À l'exception de quelques éraflures, ce navire n'a subi aucune avarie.
1.4.2 Dommages à l'environnement
L'accident n'a fait ni pollution ni autre dommage à l'environnement.
1.5 Certificats et brevets
1.5.1 Certificats des navires
« PACIFIC CHALLENGER »
Le « PACIFIC CHALLENGER » avait l'armement en personnel, les certificats et l'équipement qu'il était tenu d'avoir en vertu des règlements en vigueur.
« OAKBY »
Le « OAKBY » avait l'armement en personnel, les certificats et l'équipement qu'il était tenu d'avoir en vertu des règlements pertinents.
1.5.2 Brevets du personnel
« PACIFIC CHALLENGER »
Le patron et la personne qui avait la conduite de la navigation au moment de l'accident ne détenaient aucun brevet de compétence. Ils n'étaient d'ailleurs pas tenus d'avoir de tels brevets.
« OAKBY »
Tout le personnel navigant à bord de ce navire était dûment breveté.
1.6 Antécédents du personnel
1.6.1 Membres de l'équipage du « PACIFIC CHALLENGER »
Le patron du « PACIFIC CHALLENGER » est employé à bord de bateaux de pêche depuis 1971 et commande ce genre de bateau depuis 1982. Il a assumé le commandement du « PACIFIC CHALLENGER » en 1992. La personne qui avait la conduite de la navigation au moment de l'abordage travaillait sur des bateaux de pêche depuis 18 ans, dont 10 à bord de bateaux semblables au « PACIFIC CHALLENGER » et 2 ans sur ce dernier.
1.6.2 Capitaine du « OAKBY »
Le capitaine du « OAKBY » a commencé sa carrière de marin en 1954. Il est commandant à bord de différents navires depuis 1971. Il a assumé le commandement du « OAKBY » le 1er juin 1993.
1.6.3 Pilote du « OAKBY »
Le pilote du « OAKBY » détient une licence de pilotage de la classe appropriée et est pilote dans cette circonscription depuis 14 ans.
1.7 Dispositif de séparation du trafic du détroit de Juan de Fuca
Les règles qui régissent la conduite des navires naviguant à proximité ou à l'intérieur du dispositif de séparation du trafic du détroit de Juan de Fuca sont établies dans la Règle 10 du Règlement international pour prévenir les abordages en mer (Colregs). Les modifications canadiennes précisent que les navires à propulsion mécanique de plus de 20 m de longueur doivent utiliser le dispositif de séparation du trafic. La Règle 10 exige notamment que les navires qui coupent les voies de circulation le fassent en suivant autant que possible un cap perpendiculaire à la voie, que les navires de longueur inférieure à 20 m ne gênent pas le passage des navires qui suivent une voie de circulation et que les navires qui n'utilisent pas un dispositif de séparation du trafic s'en écartent largement; les bateaux de pêche ne sont exemptés de ces obligations que lorsqu'ils sont en train de pêcher.
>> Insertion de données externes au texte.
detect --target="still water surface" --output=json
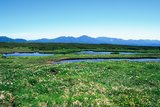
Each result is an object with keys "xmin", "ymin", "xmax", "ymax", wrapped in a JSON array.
[
  {"xmin": 3, "ymin": 52, "xmax": 53, "ymax": 57},
  {"xmin": 76, "ymin": 51, "xmax": 140, "ymax": 54},
  {"xmin": 55, "ymin": 58, "xmax": 160, "ymax": 64}
]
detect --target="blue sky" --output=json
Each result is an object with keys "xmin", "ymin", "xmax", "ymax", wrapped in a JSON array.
[{"xmin": 0, "ymin": 0, "xmax": 160, "ymax": 40}]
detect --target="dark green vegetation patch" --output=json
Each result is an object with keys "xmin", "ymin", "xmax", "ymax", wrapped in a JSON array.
[{"xmin": 1, "ymin": 42, "xmax": 160, "ymax": 54}]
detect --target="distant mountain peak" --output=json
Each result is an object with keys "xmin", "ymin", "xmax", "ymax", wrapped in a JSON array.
[{"xmin": 78, "ymin": 35, "xmax": 91, "ymax": 38}]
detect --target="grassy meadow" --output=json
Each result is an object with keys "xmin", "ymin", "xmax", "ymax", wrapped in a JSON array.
[{"xmin": 0, "ymin": 43, "xmax": 160, "ymax": 106}]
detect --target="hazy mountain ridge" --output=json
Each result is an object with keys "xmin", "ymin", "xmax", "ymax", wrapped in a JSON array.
[
  {"xmin": 0, "ymin": 35, "xmax": 160, "ymax": 46},
  {"xmin": 0, "ymin": 36, "xmax": 27, "ymax": 42}
]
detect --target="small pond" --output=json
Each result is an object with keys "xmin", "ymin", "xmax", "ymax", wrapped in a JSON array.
[
  {"xmin": 54, "ymin": 58, "xmax": 160, "ymax": 64},
  {"xmin": 3, "ymin": 52, "xmax": 53, "ymax": 57},
  {"xmin": 76, "ymin": 51, "xmax": 140, "ymax": 55}
]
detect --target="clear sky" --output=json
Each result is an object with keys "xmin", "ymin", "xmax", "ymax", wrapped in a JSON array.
[{"xmin": 0, "ymin": 0, "xmax": 160, "ymax": 40}]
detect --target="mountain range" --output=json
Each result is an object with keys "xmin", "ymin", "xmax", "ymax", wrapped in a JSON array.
[{"xmin": 0, "ymin": 35, "xmax": 160, "ymax": 46}]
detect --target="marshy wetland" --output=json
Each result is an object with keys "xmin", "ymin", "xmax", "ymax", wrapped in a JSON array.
[{"xmin": 0, "ymin": 43, "xmax": 160, "ymax": 106}]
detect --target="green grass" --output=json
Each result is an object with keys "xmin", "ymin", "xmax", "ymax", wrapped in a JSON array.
[
  {"xmin": 0, "ymin": 54, "xmax": 2, "ymax": 58},
  {"xmin": 0, "ymin": 55, "xmax": 160, "ymax": 106}
]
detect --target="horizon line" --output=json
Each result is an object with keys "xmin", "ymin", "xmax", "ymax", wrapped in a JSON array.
[{"xmin": 0, "ymin": 35, "xmax": 160, "ymax": 41}]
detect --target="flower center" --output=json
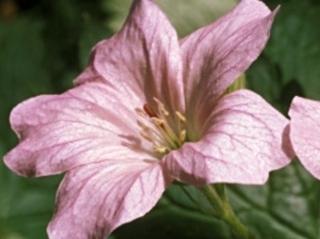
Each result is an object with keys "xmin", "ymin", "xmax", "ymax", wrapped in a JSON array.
[{"xmin": 135, "ymin": 98, "xmax": 187, "ymax": 155}]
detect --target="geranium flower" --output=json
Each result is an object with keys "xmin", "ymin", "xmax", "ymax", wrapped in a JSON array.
[
  {"xmin": 289, "ymin": 97, "xmax": 320, "ymax": 179},
  {"xmin": 4, "ymin": 0, "xmax": 293, "ymax": 238}
]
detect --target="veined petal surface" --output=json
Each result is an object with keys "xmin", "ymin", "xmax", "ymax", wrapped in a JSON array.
[
  {"xmin": 4, "ymin": 82, "xmax": 154, "ymax": 177},
  {"xmin": 77, "ymin": 0, "xmax": 185, "ymax": 113},
  {"xmin": 48, "ymin": 160, "xmax": 170, "ymax": 239},
  {"xmin": 181, "ymin": 0, "xmax": 277, "ymax": 130},
  {"xmin": 165, "ymin": 90, "xmax": 293, "ymax": 185}
]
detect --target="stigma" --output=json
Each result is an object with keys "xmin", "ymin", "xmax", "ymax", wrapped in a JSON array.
[{"xmin": 136, "ymin": 98, "xmax": 187, "ymax": 155}]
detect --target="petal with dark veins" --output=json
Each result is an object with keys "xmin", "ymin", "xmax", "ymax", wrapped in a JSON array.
[
  {"xmin": 181, "ymin": 0, "xmax": 277, "ymax": 130},
  {"xmin": 165, "ymin": 90, "xmax": 293, "ymax": 185},
  {"xmin": 4, "ymin": 82, "xmax": 153, "ymax": 177},
  {"xmin": 48, "ymin": 160, "xmax": 171, "ymax": 239},
  {"xmin": 76, "ymin": 0, "xmax": 185, "ymax": 113}
]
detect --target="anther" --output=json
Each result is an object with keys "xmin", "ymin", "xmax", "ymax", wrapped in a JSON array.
[
  {"xmin": 154, "ymin": 145, "xmax": 169, "ymax": 154},
  {"xmin": 151, "ymin": 118, "xmax": 165, "ymax": 127},
  {"xmin": 143, "ymin": 104, "xmax": 157, "ymax": 117},
  {"xmin": 179, "ymin": 129, "xmax": 186, "ymax": 142},
  {"xmin": 136, "ymin": 99, "xmax": 187, "ymax": 155},
  {"xmin": 154, "ymin": 97, "xmax": 169, "ymax": 116},
  {"xmin": 175, "ymin": 111, "xmax": 186, "ymax": 123}
]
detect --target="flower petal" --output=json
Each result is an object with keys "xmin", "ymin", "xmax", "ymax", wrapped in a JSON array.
[
  {"xmin": 4, "ymin": 82, "xmax": 153, "ymax": 177},
  {"xmin": 289, "ymin": 97, "xmax": 320, "ymax": 179},
  {"xmin": 48, "ymin": 160, "xmax": 170, "ymax": 239},
  {"xmin": 165, "ymin": 90, "xmax": 293, "ymax": 185},
  {"xmin": 181, "ymin": 0, "xmax": 277, "ymax": 128},
  {"xmin": 76, "ymin": 0, "xmax": 184, "ymax": 113}
]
La règle stipule que les navires de moins de 20 m de longueur peuvent naviguer dans les « zones de navigation côtière » ces zones étant définies comme des zones entre le dispositif de séparation du trafic et la côte adjacente destinées au trafic local. Au large des îles Trial, la limite, vers la côte, de la voie de circulation en direction du large est à environ une encablure de la courbe bathymétrique des 10 mètres.
Une trajectoire en ligne droite du passage Race aux îles Trial coupe la voie de circulation vers le large du dispositif de séparation du trafic à deux endroits, soit à l'est et au large de la station de pilotage de Victoria, dans les deux cas, sous un angle et en sens inverse par rapport à la direction générale du trafic sur une distance d'un mille environ. Cette trajectoire en ligne droite traverse également le rayon de deux milles de la station d'embarquement et de débarquement des pilotes de l'Administration de pilotage du Pacifique tel que décrit dans les Instructions nautiques pour la côte de la Colombie-Britannique (partie sud) publiées par le ministère des Pêches et Océans.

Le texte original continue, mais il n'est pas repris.